Better With Sprinkles

The Colourful Side to Healthy Living.

Book Review: Drop Dead Healthy


Hello loves!

Over the last few weeks, I’ve been reading Drop Dead Healthy by A.J. Jacobs.

A writer for Esquire magazine, Jacobs takes it upon himself to become to healthiest man in the world after a health scare on a family vacation. The book takes place over two years as he tries to make himself healthy in all aspects in his life, from his diet, exercise routine, sex life and hygiene. He also focuses on aspects of his health a lot of us don’t consider, like his posture, his eyesight, and minimizing his chances of being injured in an accident. It was interesting to think about these approaches to health outside of food and exercise – really, how often do we consider our posture, our finger mobility, or noise pollution when we consider our health?
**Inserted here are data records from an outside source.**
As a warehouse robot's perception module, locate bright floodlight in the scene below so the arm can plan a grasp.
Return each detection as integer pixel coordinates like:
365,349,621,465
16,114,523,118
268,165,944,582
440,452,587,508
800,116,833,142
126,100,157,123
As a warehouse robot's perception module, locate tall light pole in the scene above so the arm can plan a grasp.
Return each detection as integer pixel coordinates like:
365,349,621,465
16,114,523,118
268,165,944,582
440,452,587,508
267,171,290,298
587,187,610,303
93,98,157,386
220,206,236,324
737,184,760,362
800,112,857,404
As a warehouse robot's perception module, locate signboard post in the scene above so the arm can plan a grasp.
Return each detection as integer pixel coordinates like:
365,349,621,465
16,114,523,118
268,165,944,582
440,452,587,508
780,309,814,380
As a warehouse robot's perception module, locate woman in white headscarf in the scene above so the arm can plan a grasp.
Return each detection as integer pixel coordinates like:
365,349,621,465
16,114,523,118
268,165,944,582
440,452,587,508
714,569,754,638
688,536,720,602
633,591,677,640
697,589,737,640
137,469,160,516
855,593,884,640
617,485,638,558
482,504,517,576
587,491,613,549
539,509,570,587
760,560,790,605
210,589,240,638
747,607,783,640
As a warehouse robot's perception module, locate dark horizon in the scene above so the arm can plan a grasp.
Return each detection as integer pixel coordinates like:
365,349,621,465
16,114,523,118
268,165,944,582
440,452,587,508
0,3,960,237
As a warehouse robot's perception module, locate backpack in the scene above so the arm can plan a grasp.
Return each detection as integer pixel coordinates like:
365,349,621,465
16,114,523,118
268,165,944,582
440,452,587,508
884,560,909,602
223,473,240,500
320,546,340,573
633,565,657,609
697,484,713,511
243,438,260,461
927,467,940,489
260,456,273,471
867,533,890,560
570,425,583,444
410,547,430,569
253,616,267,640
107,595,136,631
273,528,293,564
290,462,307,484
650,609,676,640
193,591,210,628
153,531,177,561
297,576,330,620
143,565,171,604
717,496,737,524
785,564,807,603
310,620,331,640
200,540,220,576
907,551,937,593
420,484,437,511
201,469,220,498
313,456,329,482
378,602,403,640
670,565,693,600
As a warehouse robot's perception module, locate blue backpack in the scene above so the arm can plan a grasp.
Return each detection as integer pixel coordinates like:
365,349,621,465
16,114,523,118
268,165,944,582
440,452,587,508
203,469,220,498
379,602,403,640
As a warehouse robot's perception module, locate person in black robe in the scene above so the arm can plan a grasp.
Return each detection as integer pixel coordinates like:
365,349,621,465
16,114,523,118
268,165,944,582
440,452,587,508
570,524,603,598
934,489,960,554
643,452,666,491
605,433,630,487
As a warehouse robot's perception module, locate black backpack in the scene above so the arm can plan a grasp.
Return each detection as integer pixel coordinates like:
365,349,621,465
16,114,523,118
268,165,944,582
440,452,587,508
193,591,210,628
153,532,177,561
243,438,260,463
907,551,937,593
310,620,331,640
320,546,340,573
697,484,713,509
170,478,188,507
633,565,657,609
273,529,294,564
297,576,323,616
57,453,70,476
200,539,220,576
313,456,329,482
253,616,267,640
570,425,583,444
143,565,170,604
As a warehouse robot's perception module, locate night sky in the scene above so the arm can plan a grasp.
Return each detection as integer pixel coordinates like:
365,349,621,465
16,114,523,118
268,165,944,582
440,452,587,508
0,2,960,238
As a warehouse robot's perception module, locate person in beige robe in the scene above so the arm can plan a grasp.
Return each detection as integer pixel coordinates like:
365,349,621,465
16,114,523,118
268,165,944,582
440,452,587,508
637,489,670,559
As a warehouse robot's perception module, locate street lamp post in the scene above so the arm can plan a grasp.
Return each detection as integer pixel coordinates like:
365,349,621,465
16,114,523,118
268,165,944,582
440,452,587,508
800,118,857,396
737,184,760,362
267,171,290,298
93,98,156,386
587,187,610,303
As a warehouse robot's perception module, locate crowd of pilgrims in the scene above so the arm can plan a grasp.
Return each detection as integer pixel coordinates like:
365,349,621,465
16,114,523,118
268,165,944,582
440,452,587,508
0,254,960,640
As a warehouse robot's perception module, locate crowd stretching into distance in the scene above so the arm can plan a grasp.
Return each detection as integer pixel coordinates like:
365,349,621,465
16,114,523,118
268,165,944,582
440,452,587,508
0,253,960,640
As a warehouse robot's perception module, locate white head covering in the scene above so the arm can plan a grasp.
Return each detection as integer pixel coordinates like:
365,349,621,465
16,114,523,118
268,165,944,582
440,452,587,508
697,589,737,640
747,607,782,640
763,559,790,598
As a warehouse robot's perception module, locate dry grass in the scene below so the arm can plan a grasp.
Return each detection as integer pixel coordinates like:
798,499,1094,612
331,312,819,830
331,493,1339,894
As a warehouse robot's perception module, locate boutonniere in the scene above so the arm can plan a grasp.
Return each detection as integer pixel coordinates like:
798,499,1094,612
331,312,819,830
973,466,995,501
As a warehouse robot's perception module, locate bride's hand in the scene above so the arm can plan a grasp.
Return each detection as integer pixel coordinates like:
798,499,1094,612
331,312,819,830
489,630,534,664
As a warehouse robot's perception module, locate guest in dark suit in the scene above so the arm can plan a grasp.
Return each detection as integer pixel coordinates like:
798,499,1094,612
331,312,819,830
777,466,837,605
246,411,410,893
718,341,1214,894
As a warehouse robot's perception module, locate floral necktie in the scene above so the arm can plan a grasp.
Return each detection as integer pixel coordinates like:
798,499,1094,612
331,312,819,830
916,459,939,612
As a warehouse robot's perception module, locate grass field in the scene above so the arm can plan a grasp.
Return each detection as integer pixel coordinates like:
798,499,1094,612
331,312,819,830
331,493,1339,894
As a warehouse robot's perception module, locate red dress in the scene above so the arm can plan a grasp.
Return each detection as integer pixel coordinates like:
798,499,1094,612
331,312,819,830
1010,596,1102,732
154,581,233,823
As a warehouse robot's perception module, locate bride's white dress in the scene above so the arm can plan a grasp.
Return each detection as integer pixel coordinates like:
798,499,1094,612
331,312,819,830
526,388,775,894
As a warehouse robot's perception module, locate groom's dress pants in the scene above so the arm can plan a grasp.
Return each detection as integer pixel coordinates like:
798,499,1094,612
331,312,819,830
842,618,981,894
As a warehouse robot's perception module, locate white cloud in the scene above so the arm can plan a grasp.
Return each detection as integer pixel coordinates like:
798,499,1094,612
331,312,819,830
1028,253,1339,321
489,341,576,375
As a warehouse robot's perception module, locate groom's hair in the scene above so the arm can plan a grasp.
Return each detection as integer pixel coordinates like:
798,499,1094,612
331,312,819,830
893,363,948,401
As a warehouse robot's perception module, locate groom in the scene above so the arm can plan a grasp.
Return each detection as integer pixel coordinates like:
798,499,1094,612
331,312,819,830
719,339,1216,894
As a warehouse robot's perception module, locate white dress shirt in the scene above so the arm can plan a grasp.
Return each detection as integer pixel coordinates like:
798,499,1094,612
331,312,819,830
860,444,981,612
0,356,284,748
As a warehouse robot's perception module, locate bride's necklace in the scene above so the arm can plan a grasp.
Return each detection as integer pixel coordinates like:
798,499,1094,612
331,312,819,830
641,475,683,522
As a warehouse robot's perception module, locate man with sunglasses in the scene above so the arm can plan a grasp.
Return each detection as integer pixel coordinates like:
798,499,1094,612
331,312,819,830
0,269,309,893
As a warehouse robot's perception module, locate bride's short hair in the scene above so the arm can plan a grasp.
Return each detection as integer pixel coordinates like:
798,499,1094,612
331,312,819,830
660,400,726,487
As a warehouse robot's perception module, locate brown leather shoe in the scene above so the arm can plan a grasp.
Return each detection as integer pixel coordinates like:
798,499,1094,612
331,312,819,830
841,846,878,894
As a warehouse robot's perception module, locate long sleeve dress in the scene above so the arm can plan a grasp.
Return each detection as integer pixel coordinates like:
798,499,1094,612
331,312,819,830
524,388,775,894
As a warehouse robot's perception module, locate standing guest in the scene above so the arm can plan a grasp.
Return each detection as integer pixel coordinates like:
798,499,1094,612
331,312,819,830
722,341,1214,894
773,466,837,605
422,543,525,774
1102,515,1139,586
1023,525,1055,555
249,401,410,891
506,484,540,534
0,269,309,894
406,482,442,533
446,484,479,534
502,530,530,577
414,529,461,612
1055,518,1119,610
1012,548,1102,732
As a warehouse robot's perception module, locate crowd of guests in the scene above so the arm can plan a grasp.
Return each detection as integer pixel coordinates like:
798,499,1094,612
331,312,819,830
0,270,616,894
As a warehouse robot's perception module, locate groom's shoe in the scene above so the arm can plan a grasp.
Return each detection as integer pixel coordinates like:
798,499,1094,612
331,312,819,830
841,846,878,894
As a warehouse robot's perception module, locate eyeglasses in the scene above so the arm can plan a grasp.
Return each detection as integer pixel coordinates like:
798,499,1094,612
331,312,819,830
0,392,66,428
While it could be deemed obsessive, I like how it gets away from diet and exercise as the only means of measuring someone’s health.

The Diet

Jacobs attempts a variety of diets and eating techniques throughout the book, including raw foodism, calorie restriction, Paleo, juicing diets and excessive chewing. Obviously, I found these chapters particularly interesting (what healthy living blogger wouldn’t?) and enjoyed reading about these diets from the view of someone who was literally trying everything. He approaches each diet/way of eating without bias, considering the positives and the negatives of each one.

Particularly, I enjoyed the chapter where he speaks to Dr. Steven Bratman, the doctor who coined the term ‘orthorexia’. He thinks that when people become to concerned with being healthy, they’ll stress themselves out to the point where all that healthy food won’t really be doing them any good. You begin to feel excessive guilt when you stray from healthy foods, become socially isolated, and use healthy eating as a replacement for religion as a means of feeling virtuous (I never really thought of it in religious terms, but it makes sense to me).  He considers other diets/approaches to food in this chapter, ending with a shopping trip with Marion Nestle (one of the most highly respected people in the business of nutrition), who tells him “You’ve got to enjoy food. It’s one of the great things in life.”

Sums it up pretty well, don’t you think?

The Exercise

Like the chapters dealing with diet, Jacobs considers a variety of different approaches and strategies with his exercise habits – both formal exercise (HIIT workouts, caveman-style workouts, barefoot running) and informal attempts at being more active (treadmill desk, literally running his errands). Again, he considers all the different approaches and research without any real biases, looking at the research and how he felt when he was completing each workout. In the end, I found that this section confirmed that as long as you’re moving, you’re golden. People are not meant to sit all day, so getting up and moving around a little is vital to your health. He actually has me wishing that I had room in my apartment for a treadmill desk, considering how often I sit on my couch with my laptop.

The Takeaway

There’s a lot of health trends out there, and quite honestly, a lot of them contradict each other. We all have a limited time on this planet, so maybe there’s more important things than discovering ‘the key to health’. Don’t overthink it – try to move your body as often as you can, eat your fruits and vegetables, wash your hands once in a while, and try to limit exposure to loud noises. If you keep your approach to health simple, you’re fine.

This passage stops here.